Our discussion earlier indicated that like all statistical models, the OLS regression model has important assumptions attached. Each assumption, if violated, has an effect on the ability of the model to provide useful and meaningful estimates. Here we will look at the effects on OLS estimates if the independent variables are correlated. We take up multicollinearity because it is so often prevalent in social sciences studies and it often leads to frustrating results.
The OLS model assumes that all the independent variables are independent of each other. This assumption is easy to test for a particular sample of data with simple correlation coefficients. Correlation, like much in statistics, is a matter of degree: a little is not good, and a lot is terrible.
The goal of the regression technique is to tease out the independent impacts of each of a set of independent variables on some hypothesized dependent variable. If two independent variables are interrelated, that is, correlated, then we cannot isolate the effects on \(Y\) of one from the other. In an extreme case where \(x_1\) is a linear combination of \(x_2\), correlation equal to one, both variables move in identical ways with \(Y\). In this case it is impossible to determine the variable that is the true cause of the effect on \(Y\).
The correlation has the same effect on the regression coefficients of both these two variables.
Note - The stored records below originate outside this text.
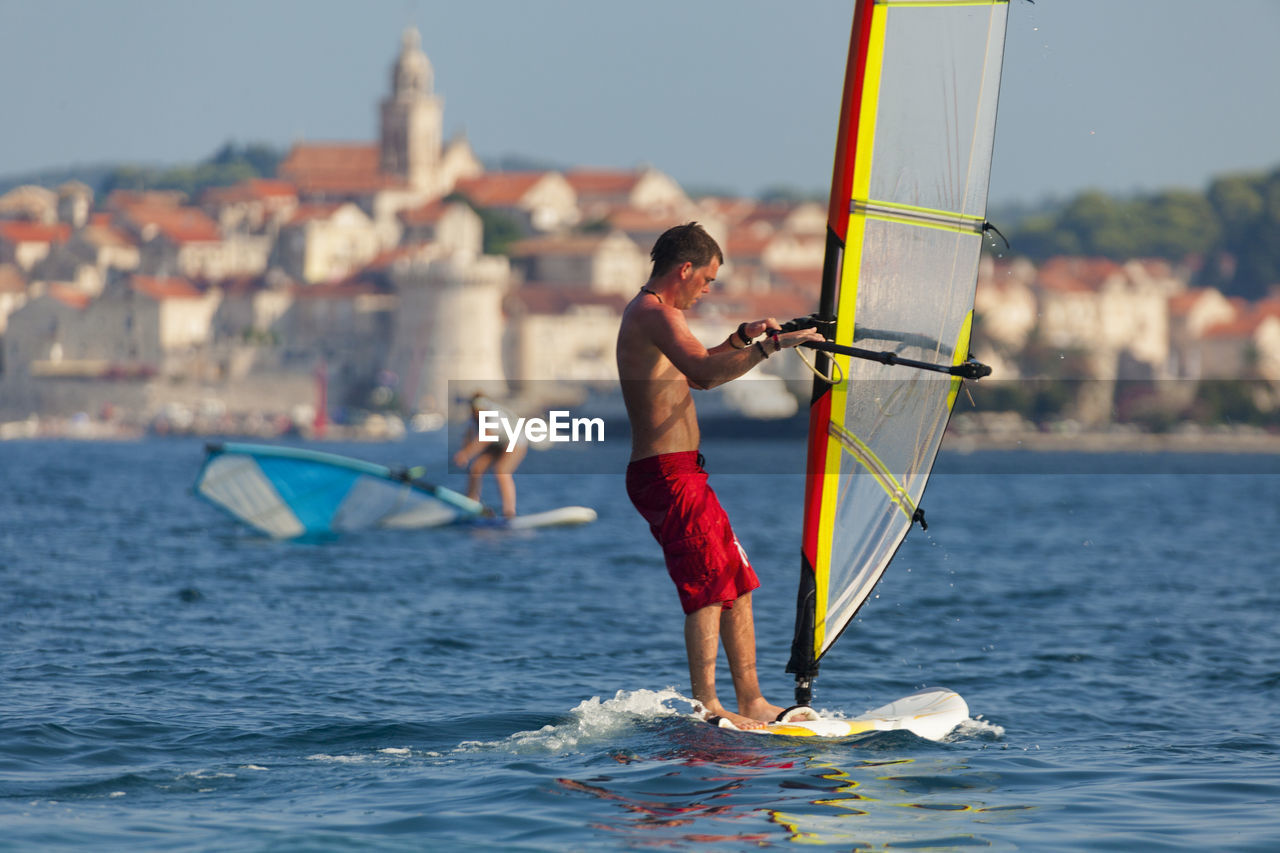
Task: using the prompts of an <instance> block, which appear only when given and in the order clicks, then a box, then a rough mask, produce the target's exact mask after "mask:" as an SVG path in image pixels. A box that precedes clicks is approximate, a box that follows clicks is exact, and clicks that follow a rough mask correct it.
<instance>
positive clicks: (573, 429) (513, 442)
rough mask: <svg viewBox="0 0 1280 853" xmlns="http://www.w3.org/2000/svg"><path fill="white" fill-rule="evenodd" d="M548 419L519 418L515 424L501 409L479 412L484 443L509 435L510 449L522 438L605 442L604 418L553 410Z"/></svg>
mask: <svg viewBox="0 0 1280 853" xmlns="http://www.w3.org/2000/svg"><path fill="white" fill-rule="evenodd" d="M547 414H548V415H549V418H548V419H547V420H543V419H541V418H517V419H516V423H515V424H512V423H511V420H508V419H507V418H503V415H502V412H500V411H493V410H481V411H480V412H479V416H480V421H479V437H480V441H483V442H500V441H502V438H503V435H506V438H507V452H508V453H509V452H512V451H513V450H516V446H517V444H518V443H520V438H521V437H524V438H525V441H526V442H532V443H541V442H547V441H549V442H603V441H604V419H603V418H570V414H568V411H563V410H553V411H549V412H547Z"/></svg>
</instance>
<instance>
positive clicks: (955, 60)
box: [787, 0, 1007, 684]
mask: <svg viewBox="0 0 1280 853" xmlns="http://www.w3.org/2000/svg"><path fill="white" fill-rule="evenodd" d="M1006 13H1007V1H1006V0H876V1H873V0H860V3H859V4H858V8H856V10H855V17H854V35H852V47H851V50H850V68H849V72H847V77H846V91H845V114H844V117H842V127H841V133H842V136H844V138H842V141H841V142H840V143H838V145H837V163H836V175H835V179H833V188H832V205H831V211H832V214H831V220H829V223H828V224H829V228H831V234H832V240H833V241H836V242H833V243H829V245H828V266H831V268H833V269H836V272H835V274H833V275H832V274H829V273H828V274H827V275H824V279H826V280H824V295H823V305H824V306H826V305H829V306H831V307H829V309H826V310H828V311H832V313H833V314H835V315H836V334H835V341H836V343H837V345H842V346H845V347H859V348H863V350H870V351H876V352H892V353H895V355H896V356H899V357H902V359H913V360H916V361H922V362H929V364H943V365H954V364H960V362H963V361H965V360H966V359H968V356H969V329H970V324H972V315H973V296H974V286H975V282H977V272H978V260H979V254H980V250H982V234H983V225H984V218H986V200H987V183H988V178H989V170H991V152H992V140H993V136H995V118H996V100H997V91H998V82H1000V70H1001V68H1000V67H1001V58H1002V50H1004V33H1005V19H1006ZM841 156H844V158H845V159H844V161H841ZM832 360H833V362H835V366H836V371H837V375H842V377H844V382H841V383H840V384H837V386H836V387H833V388H829V389H828V388H818V389H817V391H815V402H814V410H813V411H814V412H815V414H814V415H813V416H812V418H810V433H812V434H810V467H809V470H810V475H812V476H815V478H817V480H815V485H813V487H812V488H810V489H809V491H808V492H806V494H808V500H809V506H808V507H806V521H805V530H806V535H805V549H804V553H805V566H804V567H803V576H801V592H800V599H799V606H797V629H796V643H795V644H794V646H792V660H791V663H788V667H787V669H788V671H792V672H796V674H797V676H800V675H804V676H805V678H808V676H812V674H813V672H815V671H817V660H818V658H820V657H822V654H823V653H824V652H826V651H827V649H828V648H829V647H831V646H832V643H835V642H836V639H837V638H838V635H840V633H841V631H842V630H844V629H845V626H846V625H847V624H849V621H850V620H851V619H852V617H854V615H855V613H856V612H858V610H859V607H860V606H861V605H863V602H864V601H865V599H867V597H868V596H869V594H870V592H872V589H873V588H874V585H876V583H877V581H878V580H879V578H881V575H882V574H883V571H884V569H886V567H887V566H888V564H890V561H891V560H892V557H893V555H895V552H896V551H897V548H899V546H900V544H901V542H902V539H904V537H905V535H906V534H908V532H909V530H910V528H911V524H913V517H914V516H915V515H916V508H918V506H919V501H920V497H922V494H923V492H924V487H925V483H927V482H928V476H929V470H931V469H932V466H933V460H934V457H936V455H937V451H938V446H940V443H941V441H942V434H943V432H945V429H946V423H947V419H948V418H950V410H951V405H952V403H954V400H955V393H956V389H957V388H959V384H960V379H959V378H954V377H947V375H945V374H942V375H940V374H936V373H927V371H923V370H918V369H913V368H906V366H901V365H886V364H881V362H877V361H870V360H861V359H855V357H850V356H849V355H835V356H832ZM805 571H809V573H812V575H813V579H812V580H806V578H805V576H804V573H805ZM810 588H812V594H810V593H809V592H808V590H809V589H810ZM809 608H812V611H810V610H809ZM805 631H812V635H810V637H808V638H806V637H804V634H805ZM806 649H808V651H806ZM805 654H808V656H809V662H808V663H806V662H805V661H804V660H803V658H804V657H805ZM799 683H800V681H799V678H797V684H799Z"/></svg>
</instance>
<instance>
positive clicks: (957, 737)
mask: <svg viewBox="0 0 1280 853" xmlns="http://www.w3.org/2000/svg"><path fill="white" fill-rule="evenodd" d="M1004 736H1005V726H1001V725H996V724H995V722H992V721H991V720H983V719H982V715H980V713H979V715H978V716H977V717H970V719H968V720H965V721H964V722H961V724H960V725H959V726H956V727H955V731H952V733H951V738H950V739H955V740H959V739H961V738H1004Z"/></svg>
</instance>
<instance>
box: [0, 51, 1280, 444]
mask: <svg viewBox="0 0 1280 853" xmlns="http://www.w3.org/2000/svg"><path fill="white" fill-rule="evenodd" d="M378 115H379V122H378V140H376V141H372V142H298V143H296V145H294V146H293V147H292V149H291V150H289V152H288V154H287V156H284V159H283V161H280V163H279V165H278V169H276V172H275V174H274V175H273V177H256V178H247V179H243V181H241V182H238V183H233V184H229V186H218V187H211V188H207V190H204V191H202V192H200V193H198V195H196V196H195V197H191V196H188V195H187V193H183V192H177V191H156V190H122V188H116V190H113V191H110V192H108V193H105V196H104V197H95V195H96V193H95V190H93V188H91V187H88V186H86V184H84V183H79V182H74V181H73V182H65V183H63V184H61V186H56V187H54V188H50V187H42V186H19V187H17V188H13V190H10V191H9V192H6V193H4V195H3V196H0V438H20V437H33V435H49V434H60V435H82V437H114V435H127V434H140V433H142V432H155V433H201V434H246V435H280V434H287V433H288V434H301V435H332V434H340V435H358V437H367V438H387V437H397V435H401V434H403V433H404V432H406V430H410V429H420V430H425V429H435V428H438V427H439V425H440V424H442V423H443V421H444V420H445V419H447V418H448V416H451V414H453V411H454V407H456V406H457V403H458V400H460V396H462V394H468V393H471V392H474V391H484V392H485V393H490V394H498V396H500V397H502V398H504V400H507V401H511V402H512V405H513V406H516V407H517V409H520V407H525V409H527V410H536V409H540V410H541V411H543V412H544V414H545V410H547V406H548V405H556V403H559V402H563V401H566V400H576V398H581V397H582V396H584V394H589V393H608V392H609V391H611V388H612V387H616V383H617V374H616V369H614V362H613V341H614V336H616V332H617V324H618V319H620V315H621V311H622V309H623V306H625V305H626V302H627V301H628V300H630V298H631V296H632V295H634V293H635V292H636V289H637V288H639V286H640V284H641V283H644V280H645V279H646V277H648V273H649V259H648V250H649V247H650V245H652V243H653V241H654V240H655V238H657V236H658V234H659V233H662V232H663V231H664V229H666V228H668V227H671V225H673V224H678V223H682V222H689V220H698V222H700V223H703V225H704V227H705V228H707V229H708V231H709V232H710V233H712V234H713V236H714V237H716V238H717V240H718V241H719V243H721V246H722V247H723V248H724V252H726V256H727V264H726V266H724V268H723V270H722V273H721V277H719V280H718V283H717V289H718V292H717V293H716V296H714V298H709V300H705V301H704V302H703V304H700V305H699V307H698V311H696V314H695V315H694V316H692V318H691V327H692V328H694V330H695V333H696V334H698V336H699V337H700V338H703V339H704V341H705V342H707V343H708V345H712V343H716V342H719V341H722V339H723V338H724V337H726V336H727V333H728V332H730V330H732V329H733V328H735V327H736V325H737V323H739V321H740V320H742V319H756V318H762V316H776V318H778V319H780V320H787V319H791V318H795V316H803V315H805V314H809V313H810V311H812V310H814V307H815V305H814V293H817V291H818V287H819V279H820V274H822V264H823V255H824V245H826V219H827V211H826V205H824V204H822V202H814V201H797V200H790V201H781V200H777V201H760V200H751V199H740V197H718V196H717V197H691V196H690V195H689V193H686V191H685V190H684V188H682V187H681V186H680V184H678V183H677V182H676V181H673V179H672V178H671V177H668V175H666V174H663V173H662V172H660V170H659V169H657V168H652V167H639V168H632V169H600V168H572V169H524V170H486V169H485V167H484V165H483V164H481V161H480V160H479V159H477V158H476V155H475V152H474V151H472V149H471V145H470V142H468V141H467V140H466V138H465V137H461V136H460V137H456V138H452V140H445V138H443V132H442V128H443V105H442V101H440V99H439V97H436V95H435V93H434V90H433V69H431V65H430V61H429V60H428V58H426V55H425V54H424V53H422V50H421V47H420V44H419V36H417V32H416V31H415V29H412V28H411V29H408V31H406V32H404V33H403V37H402V44H401V49H399V53H398V55H397V56H396V58H394V61H393V63H392V65H390V81H389V87H388V93H387V96H385V99H384V100H383V101H381V102H380V104H379V106H378ZM499 236H500V240H499V238H498V237H499ZM1192 280H1193V275H1192V270H1190V269H1188V268H1184V266H1180V265H1179V264H1178V263H1174V261H1166V260H1151V259H1135V260H1129V261H1116V260H1102V259H1098V257H1094V256H1071V255H1059V256H1055V257H1051V259H1048V260H1044V261H1042V263H1039V264H1033V263H1030V261H1028V260H1018V259H1004V257H1001V256H1000V254H998V252H992V254H991V255H988V256H986V257H984V260H983V263H982V265H980V269H979V280H978V291H977V304H975V318H977V319H975V338H974V343H973V350H974V356H975V357H977V359H979V360H982V361H984V362H987V364H989V365H992V368H993V377H992V379H991V380H983V383H992V382H995V384H993V386H992V388H993V389H992V391H991V392H989V393H984V394H983V397H982V398H980V400H979V401H978V405H977V407H975V409H974V407H970V409H969V410H968V411H964V412H963V414H961V416H960V418H959V419H957V423H956V424H955V428H956V429H957V430H960V432H963V433H968V434H984V435H992V434H995V435H1000V434H1006V435H1012V434H1018V435H1023V434H1028V433H1052V432H1094V433H1098V432H1102V433H1106V432H1115V430H1116V428H1117V424H1120V425H1125V428H1130V427H1134V428H1138V429H1140V430H1143V432H1148V433H1151V432H1157V433H1181V434H1203V433H1204V432H1206V430H1217V432H1221V429H1222V428H1224V424H1226V427H1229V428H1231V429H1234V430H1236V432H1243V433H1247V434H1260V435H1261V434H1267V433H1270V432H1275V430H1276V429H1277V427H1280V424H1277V421H1276V415H1275V411H1276V409H1277V406H1280V397H1277V394H1276V392H1275V388H1276V387H1280V298H1275V297H1270V298H1267V297H1263V298H1256V300H1244V298H1239V297H1229V296H1226V295H1225V293H1224V292H1221V291H1219V289H1216V288H1213V287H1203V286H1193V284H1192ZM756 374H759V375H756ZM756 374H753V378H754V379H756V380H758V383H753V389H754V391H753V393H740V394H737V396H736V397H733V398H732V400H731V403H732V405H733V406H736V407H739V409H740V410H741V412H742V414H744V415H745V416H754V418H780V416H782V418H785V416H787V415H792V414H795V411H796V410H797V409H799V407H801V406H803V401H804V400H805V391H804V389H805V387H806V384H808V383H806V377H808V375H809V374H808V369H806V368H805V366H804V365H803V364H801V362H800V361H799V360H794V359H787V360H782V359H777V360H772V361H769V362H767V364H764V365H762V366H760V368H758V369H756ZM1046 380H1051V382H1064V380H1070V382H1075V383H1076V384H1075V386H1073V388H1071V391H1070V393H1064V392H1061V389H1057V391H1055V389H1051V388H1046V387H1044V386H1043V382H1046ZM1078 380H1084V382H1078ZM979 387H984V386H979ZM1206 387H1215V388H1216V389H1217V391H1215V392H1213V394H1216V396H1213V398H1212V400H1208V401H1206V397H1204V394H1203V393H1201V392H1202V389H1203V388H1206ZM1224 389H1226V391H1224Z"/></svg>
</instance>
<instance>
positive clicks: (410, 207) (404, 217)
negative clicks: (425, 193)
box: [399, 201, 479, 225]
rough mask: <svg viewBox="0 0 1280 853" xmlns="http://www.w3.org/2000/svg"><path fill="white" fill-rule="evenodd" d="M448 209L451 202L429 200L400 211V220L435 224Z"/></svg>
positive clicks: (411, 222)
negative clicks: (424, 202) (426, 202)
mask: <svg viewBox="0 0 1280 853" xmlns="http://www.w3.org/2000/svg"><path fill="white" fill-rule="evenodd" d="M477 204H479V202H477ZM448 209H449V202H444V201H429V202H428V204H425V205H422V206H421V207H410V209H407V210H402V211H399V220H401V222H402V223H404V224H406V225H434V224H435V223H438V222H440V219H443V218H444V214H445V211H447V210H448Z"/></svg>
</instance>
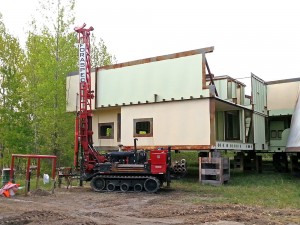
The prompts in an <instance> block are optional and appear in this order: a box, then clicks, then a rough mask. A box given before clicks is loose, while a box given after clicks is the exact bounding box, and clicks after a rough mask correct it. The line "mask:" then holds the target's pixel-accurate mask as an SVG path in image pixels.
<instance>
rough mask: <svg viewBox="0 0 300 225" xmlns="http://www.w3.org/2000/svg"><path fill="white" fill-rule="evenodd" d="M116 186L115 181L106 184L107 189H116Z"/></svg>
mask: <svg viewBox="0 0 300 225" xmlns="http://www.w3.org/2000/svg"><path fill="white" fill-rule="evenodd" d="M115 188H116V186H115V185H114V184H113V183H109V184H107V185H106V189H107V191H114V190H115Z"/></svg>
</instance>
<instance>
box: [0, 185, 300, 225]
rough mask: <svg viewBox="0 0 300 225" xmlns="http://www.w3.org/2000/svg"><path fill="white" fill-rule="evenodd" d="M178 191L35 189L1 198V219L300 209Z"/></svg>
mask: <svg viewBox="0 0 300 225" xmlns="http://www.w3.org/2000/svg"><path fill="white" fill-rule="evenodd" d="M201 197H203V196H201V195H197V196H195V195H193V194H192V193H185V192H180V191H176V190H174V191H169V192H160V193H157V194H149V193H143V192H141V193H107V192H104V193H96V192H93V191H91V189H90V188H85V187H81V188H71V189H66V188H61V189H56V190H55V194H53V195H52V194H51V193H50V192H48V191H45V190H41V189H38V190H35V191H32V192H31V195H30V196H27V197H26V196H24V195H16V196H14V197H13V198H2V199H1V200H2V201H1V210H0V225H4V224H5V225H6V224H10V225H17V224H21V225H22V224H29V225H37V224H61V225H68V224H82V225H96V224H99V225H109V224H122V225H140V224H146V225H157V224H160V225H168V224H180V225H184V224H205V225H233V224H234V225H250V224H251V225H252V224H258V225H260V224H270V225H283V224H284V225H286V224H290V225H292V224H293V225H295V224H300V210H299V209H267V208H263V207H255V206H246V205H239V204H221V203H215V202H214V201H213V198H214V197H211V198H210V199H209V200H210V201H208V200H207V196H204V197H203V201H202V202H199V201H197V202H195V201H194V200H195V198H201Z"/></svg>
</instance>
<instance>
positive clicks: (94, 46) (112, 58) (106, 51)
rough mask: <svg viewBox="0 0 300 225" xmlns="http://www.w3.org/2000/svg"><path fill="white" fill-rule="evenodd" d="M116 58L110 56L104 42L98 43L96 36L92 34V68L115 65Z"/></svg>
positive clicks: (91, 40) (91, 39) (91, 50)
mask: <svg viewBox="0 0 300 225" xmlns="http://www.w3.org/2000/svg"><path fill="white" fill-rule="evenodd" d="M116 61H117V60H116V57H115V56H113V55H111V54H109V52H108V51H107V47H106V45H105V43H104V41H103V39H100V41H98V42H97V40H96V37H95V36H94V34H93V33H92V34H91V66H92V68H96V67H100V66H106V65H110V64H113V63H116Z"/></svg>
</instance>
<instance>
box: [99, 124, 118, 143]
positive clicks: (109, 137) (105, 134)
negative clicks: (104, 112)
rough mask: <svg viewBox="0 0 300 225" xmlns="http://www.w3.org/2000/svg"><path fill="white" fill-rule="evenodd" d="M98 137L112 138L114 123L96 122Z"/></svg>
mask: <svg viewBox="0 0 300 225" xmlns="http://www.w3.org/2000/svg"><path fill="white" fill-rule="evenodd" d="M98 138H99V139H113V138H114V123H99V124H98Z"/></svg>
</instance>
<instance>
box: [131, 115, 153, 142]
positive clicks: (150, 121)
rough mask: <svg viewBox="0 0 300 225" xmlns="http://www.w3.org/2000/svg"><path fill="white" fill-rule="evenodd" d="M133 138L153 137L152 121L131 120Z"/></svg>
mask: <svg viewBox="0 0 300 225" xmlns="http://www.w3.org/2000/svg"><path fill="white" fill-rule="evenodd" d="M133 128H134V130H133V136H134V137H153V119H152V118H146V119H134V120H133Z"/></svg>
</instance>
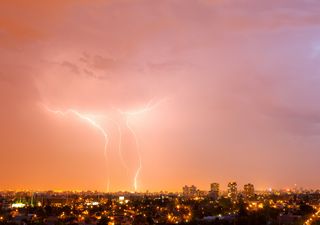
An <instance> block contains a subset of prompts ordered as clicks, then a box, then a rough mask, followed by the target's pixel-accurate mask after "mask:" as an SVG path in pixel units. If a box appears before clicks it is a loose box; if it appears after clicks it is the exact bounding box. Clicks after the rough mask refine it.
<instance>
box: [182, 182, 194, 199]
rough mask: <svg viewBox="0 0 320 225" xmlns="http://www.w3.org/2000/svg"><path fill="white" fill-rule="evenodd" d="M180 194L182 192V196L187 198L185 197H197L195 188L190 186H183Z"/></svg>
mask: <svg viewBox="0 0 320 225" xmlns="http://www.w3.org/2000/svg"><path fill="white" fill-rule="evenodd" d="M182 192H183V195H184V196H187V197H195V196H196V195H197V187H196V186H194V185H191V186H187V185H185V186H184V187H183V188H182Z"/></svg>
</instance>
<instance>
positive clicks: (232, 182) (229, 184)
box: [228, 182, 238, 201]
mask: <svg viewBox="0 0 320 225" xmlns="http://www.w3.org/2000/svg"><path fill="white" fill-rule="evenodd" d="M237 194H238V190H237V183H236V182H229V183H228V198H230V199H231V200H232V201H236V200H237Z"/></svg>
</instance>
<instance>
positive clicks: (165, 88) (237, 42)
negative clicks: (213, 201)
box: [0, 0, 320, 191]
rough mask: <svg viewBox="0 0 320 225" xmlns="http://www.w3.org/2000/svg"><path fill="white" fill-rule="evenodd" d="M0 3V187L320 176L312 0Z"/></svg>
mask: <svg viewBox="0 0 320 225" xmlns="http://www.w3.org/2000/svg"><path fill="white" fill-rule="evenodd" d="M0 6H1V7H0V68H1V70H0V103H1V107H0V137H1V139H0V152H1V159H0V169H1V171H4V172H3V173H1V175H0V189H42V190H44V189H84V190H86V189H91V190H96V189H97V190H107V189H108V187H107V186H108V185H107V182H106V174H108V176H109V179H110V190H111V191H117V190H134V189H135V190H138V191H144V190H150V191H154V190H155V191H156V190H180V189H181V187H182V186H183V185H185V184H194V185H196V186H197V187H199V188H201V189H208V188H209V183H211V182H218V183H220V184H221V185H222V188H224V187H225V186H226V183H227V182H228V181H231V180H232V181H233V180H235V181H238V183H239V184H240V185H243V184H244V183H247V182H251V183H253V184H255V185H256V187H257V188H258V189H259V188H260V189H262V188H268V187H272V188H282V187H288V188H290V187H293V186H294V184H297V186H298V187H300V186H304V187H309V188H319V187H320V183H319V181H317V179H315V178H316V177H317V176H318V173H317V171H318V169H319V163H320V162H319V157H318V156H319V147H320V139H319V135H320V126H319V124H320V106H319V104H318V102H319V100H320V92H319V85H320V74H319V72H320V70H319V63H320V54H319V46H320V2H319V1H315V0H308V1H299V0H284V1H277V0H265V1H264V0H263V1H253V0H239V1H227V0H186V1H180V0H170V1H169V0H164V1H150V0H137V1H135V0H134V1H128V0H107V1H101V0H95V1H89V0H80V1H75V0H70V1H63V0H56V1H51V2H45V1H42V0H35V1H26V0H4V1H2V2H1V3H0ZM17 6H19V7H17ZM150 99H152V100H151V101H150ZM39 104H45V105H46V106H47V107H48V108H47V109H50V111H51V113H50V112H48V111H47V110H43V108H41V107H38V106H39ZM49 106H50V107H49ZM70 109H75V110H76V111H70ZM57 110H60V111H57ZM68 112H70V114H68ZM87 113H90V115H88V114H87ZM57 114H61V115H64V116H63V118H61V117H59V116H57ZM95 115H96V116H95ZM102 136H103V138H104V139H103V141H102ZM103 142H104V143H105V144H104V143H103ZM104 145H105V148H104V147H103V146H104ZM103 148H104V149H105V152H106V153H108V157H107V159H108V160H107V165H106V163H105V159H104V157H103V156H104V154H103V152H102V149H103ZM106 168H107V169H106Z"/></svg>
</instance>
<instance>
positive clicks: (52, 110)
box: [42, 105, 110, 192]
mask: <svg viewBox="0 0 320 225" xmlns="http://www.w3.org/2000/svg"><path fill="white" fill-rule="evenodd" d="M42 106H43V107H44V108H45V109H46V110H47V111H48V112H50V113H53V114H56V115H60V116H67V115H70V114H71V115H74V116H76V117H78V118H79V119H81V120H83V121H85V122H86V123H88V124H90V125H91V126H92V127H94V128H96V129H97V130H98V131H99V132H100V133H101V134H102V136H103V138H104V141H105V142H104V157H105V161H106V164H107V161H108V159H107V148H108V144H109V137H108V134H107V132H106V131H105V130H104V128H103V127H102V126H101V125H100V124H99V123H98V122H97V121H95V119H94V118H95V117H97V115H90V114H83V113H80V112H79V111H77V110H75V109H67V110H65V111H61V110H53V109H51V108H49V107H48V106H46V105H42ZM109 190H110V178H109V175H108V177H107V191H108V192H109Z"/></svg>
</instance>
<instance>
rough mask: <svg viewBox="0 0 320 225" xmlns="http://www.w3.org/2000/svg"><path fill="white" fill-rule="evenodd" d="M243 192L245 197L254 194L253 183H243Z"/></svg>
mask: <svg viewBox="0 0 320 225" xmlns="http://www.w3.org/2000/svg"><path fill="white" fill-rule="evenodd" d="M243 194H244V196H245V197H246V198H252V197H253V196H254V186H253V184H250V183H249V184H245V185H244V187H243Z"/></svg>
In essence, each variable is “taking” part of the effect on Y that should be attributed to the collinear variable. This results in biased estimates.
Furthermore, multicollinearity often results in failing to reject the null hypothesis that the \(X\) variable has no impact on \(Y\) when in fact \(X\) does have a statistically significant impact on \(Y\). Said another way, the large standard errors of the estimated coefficient created by multicollinearity suggest statistical insignificance even when the hypothesized relationship is strong.